For experts, the comparison of the prime-target pairs m/m and c/m revealed t(16) = 0.72 with p > 0.05. The comparison of the prime-target pairs c/c and m/c showed t(16) = −0.55 with p > 0.05. Moreover, for intermediates, the comparison of the prime-target pairs m/m and c/m revealed t(14) = −0.24 and p > 0.05. In addition, the comparison of the prime-target pairs c/c and m/c showed t(14) = −0.04 and p > 0.05. Finally, for novices the comparison of the prime-target pairs m/m and c/m revealed t(14) = −1.68 and p > 0.05; and, the comparison of the prime-target pairs c/c and m/c showed t(14) = −0.16 and p > 0.05.
Discussion
In this study, our first goal was to scrutinize chess players' visuocognitive performance by manipulating the prime-target complexity (chessboard size and chess level of threat, i.e., check vs. mate) in two different experimental settings (i.e., check/ mate detection). In order to achieve this, we measured the correctness of the responses and RT among three groups of different proficiency (i.e., experts, intermediates and novices) under special consideration of the priming congruency. For both settings, we hypothesized that experts and intermediates would show significantly more correct responses than novices. No differences were found concerning the amount of the correct responses among all groups in setting 1. However, in setting 2 experts responded significantly more accurately compared to intermediates and novices. Further, intermediates provided a better performance of correctness than novices.
According to the existing findings, we assumed that experts would show a significantly shorter RT than the other, less skilled groups. Finally, we expected to reveal a congruency-priming-effect for experts. The results confirm existing findings of Kiesel et al. (2009) and partly our assumption that expertise is consistent to the information processing rate but limited through the prime-target complexity. Regarding the between-group differences for RT, we were able to show that experts responded significantly faster than intermediates and novices in both settings (complexity manipulation in a static constellation). These performance differences were also measured for both conditions (congruent/incongruent). Hence, experts provide a superior visuocognitive performance.

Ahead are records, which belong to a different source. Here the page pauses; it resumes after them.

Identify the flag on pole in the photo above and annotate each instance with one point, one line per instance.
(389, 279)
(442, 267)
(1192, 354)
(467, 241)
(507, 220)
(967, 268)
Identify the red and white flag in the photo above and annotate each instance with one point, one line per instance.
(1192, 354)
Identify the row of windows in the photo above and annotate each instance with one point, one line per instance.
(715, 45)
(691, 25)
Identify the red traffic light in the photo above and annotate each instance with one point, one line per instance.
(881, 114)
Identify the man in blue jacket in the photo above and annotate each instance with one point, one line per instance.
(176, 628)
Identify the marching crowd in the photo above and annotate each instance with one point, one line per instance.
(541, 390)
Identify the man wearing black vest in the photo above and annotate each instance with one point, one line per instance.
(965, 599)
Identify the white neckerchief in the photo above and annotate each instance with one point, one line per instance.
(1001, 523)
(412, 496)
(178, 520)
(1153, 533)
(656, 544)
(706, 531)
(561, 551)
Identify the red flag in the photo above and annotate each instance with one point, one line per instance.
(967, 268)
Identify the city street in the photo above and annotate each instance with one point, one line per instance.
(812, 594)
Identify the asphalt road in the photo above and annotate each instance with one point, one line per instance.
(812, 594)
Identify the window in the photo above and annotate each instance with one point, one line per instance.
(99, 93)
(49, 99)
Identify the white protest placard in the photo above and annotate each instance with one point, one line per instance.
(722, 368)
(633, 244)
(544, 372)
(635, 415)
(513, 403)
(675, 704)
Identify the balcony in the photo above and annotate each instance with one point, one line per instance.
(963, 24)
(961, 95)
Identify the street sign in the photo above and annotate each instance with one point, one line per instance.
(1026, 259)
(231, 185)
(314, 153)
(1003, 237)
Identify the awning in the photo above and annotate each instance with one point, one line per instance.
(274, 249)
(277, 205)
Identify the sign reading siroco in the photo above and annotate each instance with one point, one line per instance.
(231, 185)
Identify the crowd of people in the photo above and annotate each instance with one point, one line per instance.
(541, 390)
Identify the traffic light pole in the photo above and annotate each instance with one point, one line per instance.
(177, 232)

The analysis of the priming effects revealed a congruency effect only in setting 1 for the experts. In setting 2 we revealed no congruency effects at all. We assume that these results can be explained on the one hand with the chunking model (Chase and Simon, 1973a,b) and on the other hand through the higher prime-target complexity. In order to examine the referred limitations, the conduction of a further experiment appears essential, whereas the reasoning as well as the reaction planning require a more comprehensive visuocognitive performance.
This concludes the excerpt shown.